PM Orban mentioned that around 45 per cent of 16 to 18-year-olds have already been inoculated and that health authorities began the vaccination of 12-15-year-olds. The government’s plan is to allow every child aged over 12 to receive a jab during the two days preceding school, provided they have parental consent.
He believes the fourth wave, if it reaches Europe, cannot be avoided. The only question is how many unvaccinated people it will find.
European Commission’s position is shameful
With its recent letter, Brussels revealed its true colours, “showing its cloven hoof”, PM Orban said.
“I find the Commission’s position shameful,” Mr Orban said, adding that it is quite clear that the purpose of this “request” is to allow LGBTQ activists into kindergartens and schools. He underlined that raising children is the responsibility of parents and, with the consent of parents, schools are naturally allowed to have sexual education delivered by professionals who are considered suitable for this task by the principal, as well as the teachers.
“We don’t know the true extent of the lobbying activity taking place against our country,” PM Orban noted.
“A window has now been opened for Hungarians to have a look at Europe,” he continued. The Hungarian prime minister said he is gathering information about what is happening in Western Europe, what is going on in the name of sexual education in German and Dutch schools, adding that he was surprised at what he found.
In Western Europe, young people can undergo gender reassignment surgery without their parents’ consent.
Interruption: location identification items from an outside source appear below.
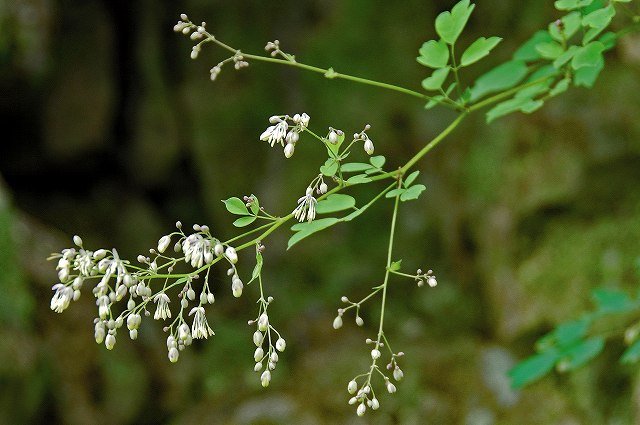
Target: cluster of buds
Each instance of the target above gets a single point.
(428, 277)
(266, 361)
(116, 280)
(337, 322)
(273, 47)
(285, 134)
(364, 396)
(368, 144)
(334, 135)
A legal environment which makes this possible will not be created in Hungary, Viktor Orban stressed.
The language and framework used in the current debate are legal in nature, but its essence is political, he said, pointing out that Brussels wants to force its will on Hungary. “Our children’s freedom is at stake,” he added.
“We cannot allow sexual propagandists to meander in our schools,” Mr Orban said, adding that “if any parent wants rainbow activists to teach sexual education to their children, they are free to make arrangements”.
PM Orban also underlined that linking a legal issue to the disbursement of EU funds is completely unacceptable.
Hungary is eligible for its share of the Recovery Fund and we will receive this money, PM Orban said, stressing that government will launch the programs it intends to implement, even if the money does not arrive from Brussels.